Journal of food science and technology(Iran)

Journal of food science and technology(Iran)

Developing of Edible Protein-Based Films enriched with Saccharomyces boulardii and Bifidobacterium

Document Type : Original Article

Authors
1 Department of dairy technology , College of Food Science, Al-Qasim Green University, Babylon, Iraq
2 Department of Food health and Nutrition, College of Food Science, Al-Qasim Green University, Babylon 51031, Iraq
10.48311/fsct.2026.118151.82974
Abstract
The recent attention has been drawn to edible films and coating since they are low in cost production, and at the same time, they are eco-friendly.
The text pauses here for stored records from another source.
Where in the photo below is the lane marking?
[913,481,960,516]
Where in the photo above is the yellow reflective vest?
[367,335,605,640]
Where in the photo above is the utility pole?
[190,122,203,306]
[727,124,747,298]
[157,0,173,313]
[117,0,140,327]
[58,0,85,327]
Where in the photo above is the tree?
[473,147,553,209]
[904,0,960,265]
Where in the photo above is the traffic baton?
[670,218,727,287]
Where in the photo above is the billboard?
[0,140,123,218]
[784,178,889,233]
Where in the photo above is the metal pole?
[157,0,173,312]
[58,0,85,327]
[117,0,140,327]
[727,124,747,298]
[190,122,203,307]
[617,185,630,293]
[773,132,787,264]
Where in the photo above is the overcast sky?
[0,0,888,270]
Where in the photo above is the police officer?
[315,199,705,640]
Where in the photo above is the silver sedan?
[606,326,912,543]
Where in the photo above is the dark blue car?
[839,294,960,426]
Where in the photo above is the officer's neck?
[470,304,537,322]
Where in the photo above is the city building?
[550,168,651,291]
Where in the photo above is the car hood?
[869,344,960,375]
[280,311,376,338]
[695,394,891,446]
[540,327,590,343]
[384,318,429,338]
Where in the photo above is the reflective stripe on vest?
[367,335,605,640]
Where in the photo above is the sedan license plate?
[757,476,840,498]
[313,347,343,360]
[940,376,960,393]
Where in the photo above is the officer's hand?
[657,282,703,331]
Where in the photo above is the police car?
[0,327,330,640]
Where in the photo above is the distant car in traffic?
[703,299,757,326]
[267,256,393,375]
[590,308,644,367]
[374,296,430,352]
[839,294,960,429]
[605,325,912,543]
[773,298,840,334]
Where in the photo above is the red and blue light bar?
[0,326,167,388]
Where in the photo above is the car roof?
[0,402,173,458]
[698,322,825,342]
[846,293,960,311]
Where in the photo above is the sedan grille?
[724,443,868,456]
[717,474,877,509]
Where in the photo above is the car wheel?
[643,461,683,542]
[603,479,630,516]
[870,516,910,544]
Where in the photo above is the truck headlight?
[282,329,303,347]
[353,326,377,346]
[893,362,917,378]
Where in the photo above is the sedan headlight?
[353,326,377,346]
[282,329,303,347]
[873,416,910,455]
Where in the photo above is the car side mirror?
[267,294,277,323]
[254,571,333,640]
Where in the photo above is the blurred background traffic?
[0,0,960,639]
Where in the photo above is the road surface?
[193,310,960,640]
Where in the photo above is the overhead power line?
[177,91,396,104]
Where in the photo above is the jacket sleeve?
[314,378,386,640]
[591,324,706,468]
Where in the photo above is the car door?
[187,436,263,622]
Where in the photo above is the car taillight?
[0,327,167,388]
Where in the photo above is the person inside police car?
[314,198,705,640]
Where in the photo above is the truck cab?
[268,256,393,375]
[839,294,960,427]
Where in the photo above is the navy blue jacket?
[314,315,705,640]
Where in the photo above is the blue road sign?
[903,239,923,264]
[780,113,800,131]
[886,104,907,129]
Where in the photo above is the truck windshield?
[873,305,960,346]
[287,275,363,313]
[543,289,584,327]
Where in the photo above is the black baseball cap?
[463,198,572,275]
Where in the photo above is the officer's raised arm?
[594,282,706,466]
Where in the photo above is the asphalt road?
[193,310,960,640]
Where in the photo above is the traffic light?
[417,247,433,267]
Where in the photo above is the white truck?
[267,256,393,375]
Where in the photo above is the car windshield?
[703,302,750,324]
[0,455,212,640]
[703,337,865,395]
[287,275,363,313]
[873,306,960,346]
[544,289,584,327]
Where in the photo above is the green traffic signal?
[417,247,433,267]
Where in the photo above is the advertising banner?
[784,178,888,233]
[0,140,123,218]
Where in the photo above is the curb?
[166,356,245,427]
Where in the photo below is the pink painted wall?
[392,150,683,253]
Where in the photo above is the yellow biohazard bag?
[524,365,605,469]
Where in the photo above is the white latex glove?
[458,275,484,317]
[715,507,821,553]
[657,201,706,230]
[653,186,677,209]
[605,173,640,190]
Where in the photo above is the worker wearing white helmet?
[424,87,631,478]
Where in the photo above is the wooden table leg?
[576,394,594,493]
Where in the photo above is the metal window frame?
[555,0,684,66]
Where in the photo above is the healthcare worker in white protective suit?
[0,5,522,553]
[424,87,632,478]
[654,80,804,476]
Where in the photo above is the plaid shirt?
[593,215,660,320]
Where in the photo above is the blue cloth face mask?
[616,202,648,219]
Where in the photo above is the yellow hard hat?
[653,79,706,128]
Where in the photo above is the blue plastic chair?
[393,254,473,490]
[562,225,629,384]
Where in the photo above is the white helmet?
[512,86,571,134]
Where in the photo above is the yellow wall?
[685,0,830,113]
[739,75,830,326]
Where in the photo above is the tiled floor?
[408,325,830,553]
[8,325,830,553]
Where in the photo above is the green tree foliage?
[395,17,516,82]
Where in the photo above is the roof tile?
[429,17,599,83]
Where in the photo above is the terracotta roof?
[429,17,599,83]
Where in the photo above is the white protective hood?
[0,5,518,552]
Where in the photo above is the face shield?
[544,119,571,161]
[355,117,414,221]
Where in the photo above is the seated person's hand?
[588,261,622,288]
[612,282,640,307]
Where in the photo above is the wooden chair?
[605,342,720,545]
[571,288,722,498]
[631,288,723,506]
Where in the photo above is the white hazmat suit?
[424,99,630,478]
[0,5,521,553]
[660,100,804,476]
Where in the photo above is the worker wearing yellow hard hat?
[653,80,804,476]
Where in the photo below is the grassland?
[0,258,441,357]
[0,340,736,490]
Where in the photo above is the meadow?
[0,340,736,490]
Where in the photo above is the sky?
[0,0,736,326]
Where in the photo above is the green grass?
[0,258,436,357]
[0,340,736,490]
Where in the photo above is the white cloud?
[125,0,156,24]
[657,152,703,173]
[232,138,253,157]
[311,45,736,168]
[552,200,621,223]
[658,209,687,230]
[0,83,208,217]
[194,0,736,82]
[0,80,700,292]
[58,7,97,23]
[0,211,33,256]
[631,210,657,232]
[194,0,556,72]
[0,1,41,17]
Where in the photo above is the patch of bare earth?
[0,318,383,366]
These edible materials hold a lot of potential into enhancing food functionality when fortified with probiotics. It was also found that co-administration of probiotics in edible matrices enhances gastrointestinal colonization, probiotic viability and health benefits. The experimental findings showed that the nature and the concentration of the protein to be used in the formulation of the film greatly influenced the mechanical properties. Movies based on 7.5% of both whey protein and casein had a desirable balance between tensile strength and flexibility to that of 5 and 10 percent. Additionally, embedding of Saccharomyces boulardii and Bifidobacterium strains enhanced the performances of the film with the 7.5% protein films with yeast reinforcement showing best results of Youngs modulus (2480 Mpa) and elongation (146%). Likewise, the tensile strength and elasticity of membrane supplemented with Bifidobacterium was also excellent. These results establish that probiotics addition increases the mechanical integrity and structural network of protein-based membranes. On top of such structural benefits, these membranes have nutritional and health advantages that highlight their potential in being used in smart food packaging preserve and enhance food integrity.